Permablitz
Rapid Permaculture Installation in a Single Day
A Permablitz brings volunteers together to convert an unproductive yard into an edible landscape rapidly. You provide the space. We bring the crew, the skills, and the energy.

What is a Permablitz?
A Barn Raising for Your Backyard
A Permablitz is a community-powered event where volunteers rapidly install a permaculture design on your property. Many hands working together complete months of work in a single day.
The name combines "permaculture" and "blitz." Design and materials are prepared in advance. When the crew arrives, the focus is execution. By evening, your yard is transformed.
Show up with a lawn. Leave with a food system.



How it Works
First, you work with a permaculture designer to create a plan tailored to your site. Once the design is finalized and materials are gathered, we schedule your Permablitz and rally the volunteers.
On build day, the volunteer crew arrives ready to work. Beds get built. Trees go in the ground. Pathways take shape. By evening, your design becomes reality.
One day of teamwork. Years of harvest.


benefits for hosts
What You Gain From Hosting a Permablitz
Imagine stepping into your backyard and picking dinner. Fresh greens, ripe tomatoes, herbs by the handful. A Permablitz makes that vision real in a single day.
You gain a productive landscape designed for your climate, your soil, and your goals.
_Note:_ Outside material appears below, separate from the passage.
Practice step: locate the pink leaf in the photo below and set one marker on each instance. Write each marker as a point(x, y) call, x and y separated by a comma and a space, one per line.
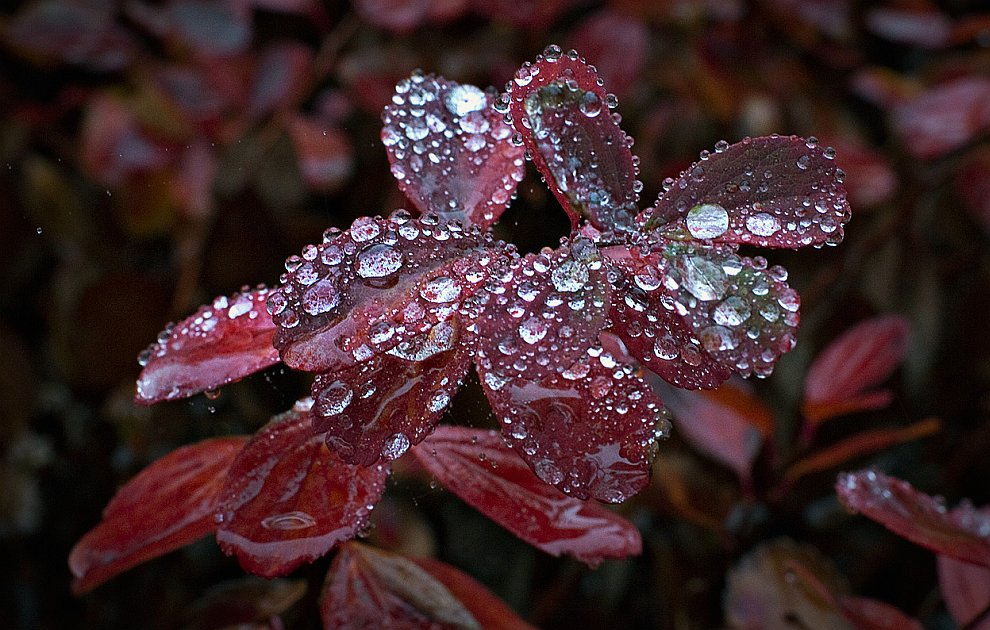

Every plant has a purpose. Every element works together.
Your family learns where food comes from. Kids watch a yard transform and understand what community effort looks like. That lesson stays with them.
Your neighbors notice. They ask questions. They get curious about what's growing. One transformed yard sparks conversations across the block. Food gardens spread. Lawns shrink. The neighborhood changes, one property at a time.
You reduce your footprint. Less mowing. Less water wasted on grass. More carbon stored in soil.
You build food security. Rising grocery costs matter less when your yard feeds you.
You join a community. Hosts often return as volunteers, helping others experience what they received.